Most employers subject to the Affordable Care Act’s employer mandate have focused on identifying full-time employees and ensuring they receive offers of adequate coverage. But the vast majority of employers are not prepared to meet — and some remain simply unaware of — the employer mandate’s complex reporting obligations.

Whether your company has already reached the summit or just started climbing the mountain, here’s what you need to know:

To enforce the employer mandate, the IRS requires information for each of an employer’s full-time employees regarding coverage (if any) offered to the employee, price of coverage, whether the employee was enrolled and other data. The IRS also wants to know which employees, full-time or not, had coverage under an employer-based health plan.

Meeting these requirements is no easy task.

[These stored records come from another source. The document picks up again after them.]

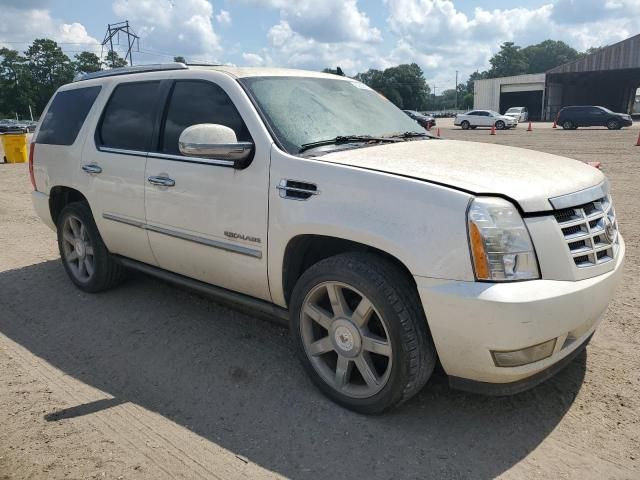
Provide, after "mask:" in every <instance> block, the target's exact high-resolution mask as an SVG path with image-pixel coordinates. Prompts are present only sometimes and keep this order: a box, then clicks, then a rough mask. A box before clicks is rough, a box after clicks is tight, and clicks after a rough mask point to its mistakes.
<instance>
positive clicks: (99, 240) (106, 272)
mask: <svg viewBox="0 0 640 480" xmlns="http://www.w3.org/2000/svg"><path fill="white" fill-rule="evenodd" d="M57 230H58V248H59V250H60V257H61V258H62V264H63V265H64V268H65V270H66V272H67V275H69V278H70V279H71V281H72V282H73V283H74V284H75V285H76V286H77V287H78V288H80V289H81V290H84V291H85V292H92V293H93V292H100V291H103V290H107V289H109V288H112V287H114V286H115V285H117V284H118V283H120V282H121V281H122V279H123V278H124V267H122V265H120V264H119V263H118V262H116V261H115V259H114V258H113V257H112V256H111V254H110V253H109V251H108V250H107V247H106V246H105V244H104V242H103V241H102V238H101V237H100V233H99V232H98V228H97V227H96V224H95V222H94V220H93V214H92V213H91V209H90V208H89V206H88V205H87V204H86V203H84V202H75V203H70V204H69V205H67V206H66V207H64V208H63V209H62V212H61V213H60V215H59V217H58V222H57Z"/></svg>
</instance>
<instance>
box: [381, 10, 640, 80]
mask: <svg viewBox="0 0 640 480" xmlns="http://www.w3.org/2000/svg"><path fill="white" fill-rule="evenodd" d="M384 1H385V4H386V6H387V8H388V18H387V24H388V26H389V29H390V30H391V32H393V34H394V35H395V36H396V45H395V47H394V48H393V49H392V50H391V52H390V53H389V54H388V55H387V56H386V58H385V61H386V62H387V63H390V64H397V63H405V62H413V61H415V62H416V63H418V64H419V65H420V66H421V67H423V69H424V71H425V76H426V77H427V79H428V80H430V81H431V83H435V84H437V85H439V86H444V88H453V86H454V83H455V81H454V78H455V70H459V71H460V72H461V79H462V80H464V79H465V78H466V76H467V75H469V74H471V73H472V72H473V71H475V70H485V69H487V68H488V67H489V58H490V57H491V56H492V55H493V54H495V53H496V52H497V51H498V50H499V48H500V44H502V43H503V42H507V41H513V42H515V43H516V44H518V45H520V46H523V47H524V46H527V45H530V44H534V43H538V42H540V41H542V40H546V39H553V40H563V41H565V42H567V43H568V44H569V45H571V46H573V47H574V48H576V49H578V50H585V49H587V48H589V47H591V46H599V45H604V44H610V43H614V42H616V41H619V40H622V39H624V38H627V37H629V36H631V35H634V34H636V33H638V31H640V16H637V15H636V16H633V15H628V12H632V11H638V9H639V8H640V0H580V1H578V0H558V1H557V2H555V3H553V2H552V1H551V0H549V3H547V4H545V5H542V6H539V7H535V8H527V7H515V8H504V9H493V10H487V9H484V8H480V7H478V8H475V9H474V10H473V12H472V13H471V14H465V13H464V12H462V11H460V10H459V9H457V8H456V6H455V4H454V2H452V1H450V0H384ZM456 3H457V2H456ZM596 33H597V34H596Z"/></svg>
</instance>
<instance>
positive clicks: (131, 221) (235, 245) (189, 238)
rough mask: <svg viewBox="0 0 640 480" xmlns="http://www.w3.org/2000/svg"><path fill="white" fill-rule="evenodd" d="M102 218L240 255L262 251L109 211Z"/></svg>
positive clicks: (259, 254) (256, 256) (258, 258)
mask: <svg viewBox="0 0 640 480" xmlns="http://www.w3.org/2000/svg"><path fill="white" fill-rule="evenodd" d="M102 218H104V219H105V220H111V221H113V222H119V223H124V224H125V225H130V226H132V227H138V228H142V229H143V230H148V231H150V232H156V233H160V234H162V235H167V236H169V237H174V238H179V239H181V240H186V241H188V242H193V243H198V244H200V245H206V246H207V247H213V248H218V249H220V250H226V251H228V252H233V253H239V254H241V255H247V256H249V257H253V258H258V259H260V258H262V251H261V250H256V249H254V248H248V247H243V246H242V245H234V244H233V243H228V242H221V241H219V240H211V239H209V238H204V237H198V236H196V235H190V234H188V233H182V232H176V231H175V230H169V229H167V228H163V227H158V226H155V225H149V224H148V223H143V222H140V221H138V220H131V219H129V218H123V217H119V216H117V215H113V214H110V213H103V214H102Z"/></svg>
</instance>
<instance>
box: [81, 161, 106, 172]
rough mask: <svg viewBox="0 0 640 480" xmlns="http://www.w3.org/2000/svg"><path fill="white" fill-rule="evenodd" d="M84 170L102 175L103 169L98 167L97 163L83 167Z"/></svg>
mask: <svg viewBox="0 0 640 480" xmlns="http://www.w3.org/2000/svg"><path fill="white" fill-rule="evenodd" d="M82 170H84V171H85V172H87V173H102V167H100V166H99V165H96V164H95V163H90V164H87V165H83V166H82Z"/></svg>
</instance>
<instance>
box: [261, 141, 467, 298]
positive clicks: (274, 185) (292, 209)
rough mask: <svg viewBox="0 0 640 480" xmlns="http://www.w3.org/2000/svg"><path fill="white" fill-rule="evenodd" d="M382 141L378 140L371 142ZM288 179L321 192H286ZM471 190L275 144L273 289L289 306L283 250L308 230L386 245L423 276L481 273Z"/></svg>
mask: <svg viewBox="0 0 640 480" xmlns="http://www.w3.org/2000/svg"><path fill="white" fill-rule="evenodd" d="M371 148H375V147H371ZM283 179H288V180H297V181H304V182H309V183H313V184H315V185H317V187H318V190H319V192H320V193H319V194H318V195H313V196H312V197H310V198H309V199H307V200H304V201H298V200H291V199H287V198H282V197H281V196H280V194H279V190H278V189H277V186H278V184H279V182H280V181H281V180H283ZM470 199H471V196H470V195H469V194H467V193H464V192H460V191H457V190H454V189H451V188H447V187H444V186H441V185H435V184H431V183H428V182H425V181H421V180H416V179H410V178H406V177H401V176H398V175H393V174H388V173H383V172H377V171H372V170H367V169H364V168H358V167H350V166H345V165H339V164H335V163H329V162H323V161H322V159H307V158H300V157H294V156H292V155H288V154H286V153H284V152H282V151H280V150H279V149H278V148H277V147H275V146H273V147H272V153H271V178H270V186H269V235H268V237H269V238H268V241H269V243H268V248H269V253H268V269H269V283H270V287H271V295H272V298H273V300H274V302H275V303H277V304H279V305H285V298H284V293H283V285H282V271H283V261H284V253H285V250H286V247H287V245H288V243H289V242H290V241H291V239H293V238H294V237H297V236H299V235H305V234H313V235H324V236H330V237H336V238H342V239H345V240H350V241H353V242H357V243H361V244H364V245H368V246H371V247H374V248H377V249H379V250H382V251H384V252H386V253H388V254H390V255H392V256H394V257H396V258H397V259H398V260H399V261H401V262H402V263H403V264H404V265H405V266H406V267H407V269H408V270H409V271H410V272H411V273H412V274H413V275H417V276H424V277H431V278H441V279H450V280H451V279H455V280H469V281H472V280H473V279H474V276H473V270H472V266H471V262H470V257H469V248H468V244H467V227H466V209H467V206H468V204H469V201H470Z"/></svg>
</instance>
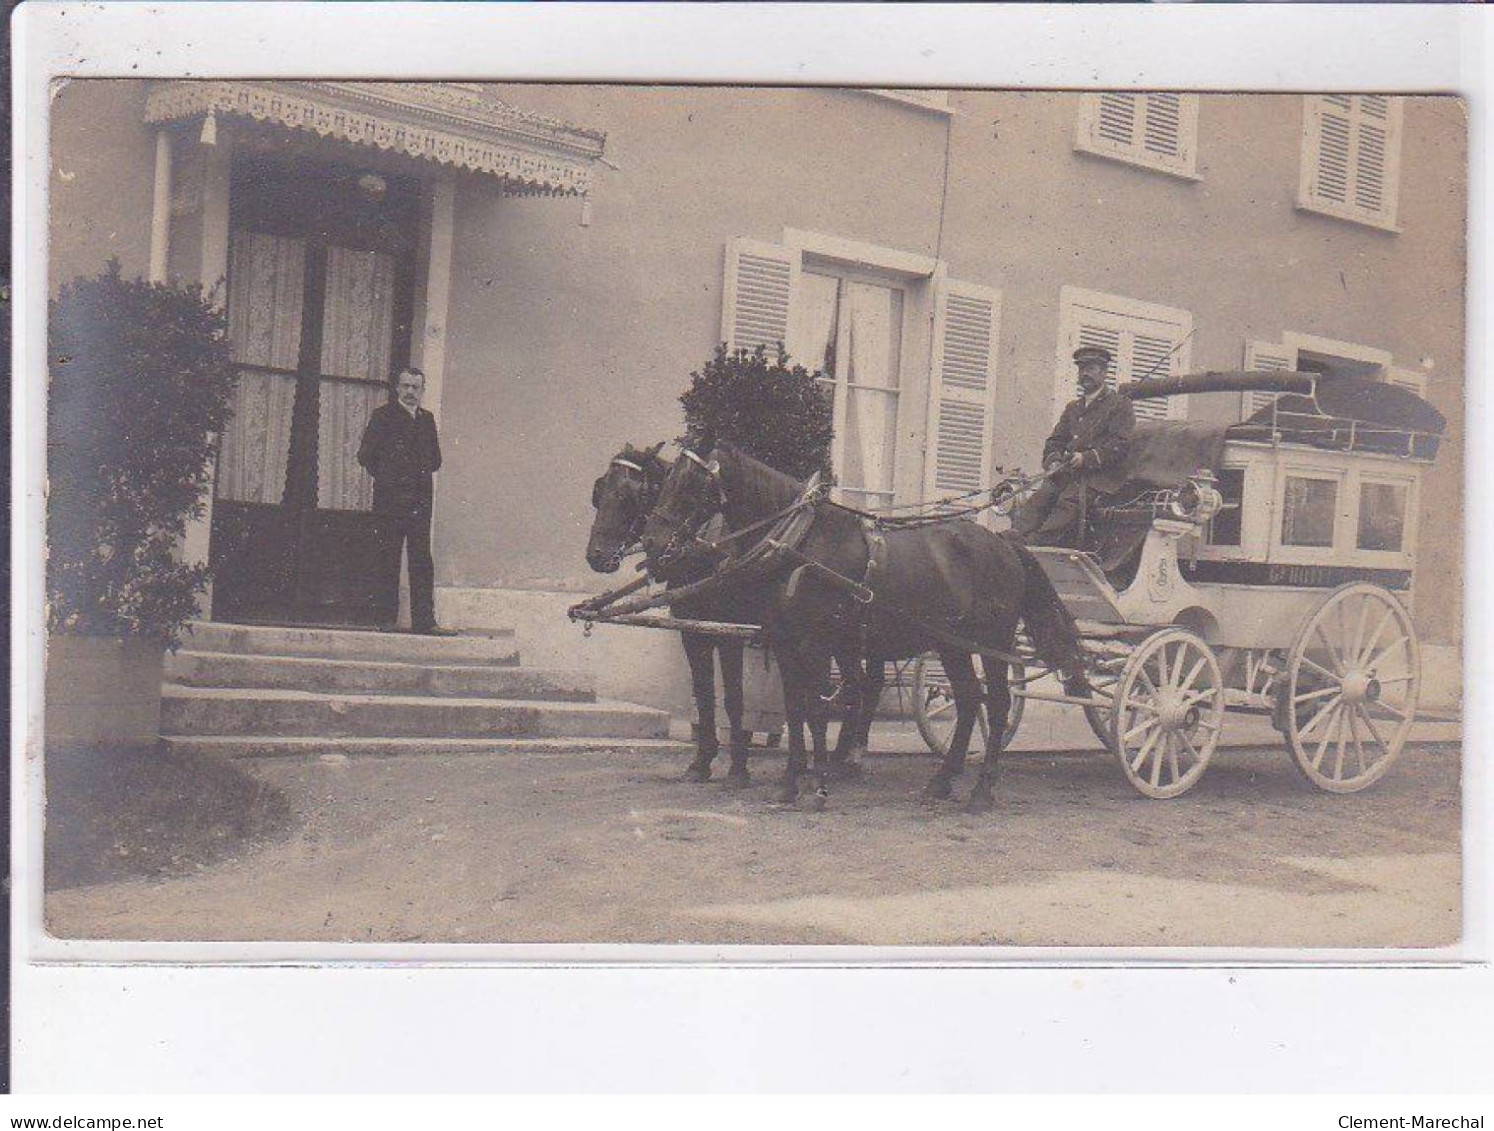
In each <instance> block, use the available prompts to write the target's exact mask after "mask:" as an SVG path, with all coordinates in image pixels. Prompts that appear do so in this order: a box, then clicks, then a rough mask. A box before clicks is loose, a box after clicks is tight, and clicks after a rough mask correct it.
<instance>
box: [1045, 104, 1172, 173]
mask: <svg viewBox="0 0 1494 1131" xmlns="http://www.w3.org/2000/svg"><path fill="white" fill-rule="evenodd" d="M1197 145H1198V96H1197V94H1171V93H1164V94H1118V93H1107V94H1083V96H1080V103H1079V134H1077V136H1076V139H1074V148H1076V149H1079V151H1080V152H1088V154H1095V155H1097V157H1110V158H1113V160H1118V161H1125V163H1126V164H1140V166H1144V167H1146V169H1158V170H1161V172H1164V173H1173V175H1176V176H1185V178H1189V179H1198V178H1197V173H1195V151H1197Z"/></svg>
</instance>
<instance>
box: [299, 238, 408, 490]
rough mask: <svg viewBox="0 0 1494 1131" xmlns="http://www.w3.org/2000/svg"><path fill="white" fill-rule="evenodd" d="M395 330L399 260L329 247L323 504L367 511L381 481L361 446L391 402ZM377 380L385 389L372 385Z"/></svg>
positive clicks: (327, 277)
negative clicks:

Also see: "IRS clarifies ACA reporting requirements for large employers."

Employers need to collect and collate a tremendous volume of information from payroll and benefit administration systems, and report it — to both employees and the IRS — on up to four separate forms.

And time is running out; the first reporting deadlines arrive in early 2016.

Every employer subject to the employer mandate must issue a separate IRS Form 1095-C to each employee (with a copy to the IRS) who was 1) full-time for at least a month in 2015 or 2) covered by a self-insured plan of the employer for at least a day in 2015, even if the employee was not full-time. Generally, an employee is considered full-time if he or she works an average of at least 30 hours per week.

Part I of the Form 1095-C identifies the employee and his or her employer. For employees who were full-time for at least a month in 2015, the employer also completes Part II of the form.

Part II is complex. It includes three lines, each reflecting a separate box for each month of the calendar year. On one line, the employer will use one or more of nine new codes to reflect, for each month, the nature of the coverage offer (if any) made to the full-time employee. On another line, the employer will report the cost of the least expensive coverage offered to the employee, as long as it met minimum actuarial value and affordability requirements.

Also see: "Why get involved in ACA reporting?"

On the third line, the employer will again choose between one or more of nine different new codes to report, by month, whether the employee was covered under an employer plan, whether the employer qualified for an exception from the employer mandate and whether the employer is relying on one (or more) of three safe harbors in assessing the affordability of its coverage.

If the employer self-insures health care coverage, it must complete Parts I and III of Form 1095-C for any employee — whether full-time or part-time — who had coverage for at least a day in 2015. Part III must also reflect the employee’s covered dependents, listed by name and Social Security Number. The employee uses this portion of the form to demonstrate, on his or her federal tax return, satisfaction of the health reform law’s individual mandate.

Complicated, right?

But wait — there’s more. If the employer provided self-insured coverage to non-employees (outside directors, partners, retirees, COBRA beneficiaries, etc.), the employer may issue these individuals a Form 1095-C, completing Parts I and III, or a Form 1095-B. In both cases the forms should reflect the months in 2015 during which the individual and any dependents had coverage for at least a day.

Transmitting forms

Finally, the forms have been completed; now the employer is responsible for sending copies of all these forms to the IRS with a specific transmittal form.

Form 1094-C accompanies the employer’s many Forms 1095-C. Form 1094-C also requires the employer to demonstrate compliance with the employer mandate on an aggregate basis. If the employer prepares any Forms 1095-B, it transmits those to the IRS along with a Form 1094-B transmittal.

Complying with the ACA’s reporting obligation won’t be easy, and implementing the necessary processes can’t happen overnight. The relatively few employers who are ahead of the curve can take satisfaction in that, those who are on the curve must keep working, and those behind the curve should take immediate steps to begin the compliance effort.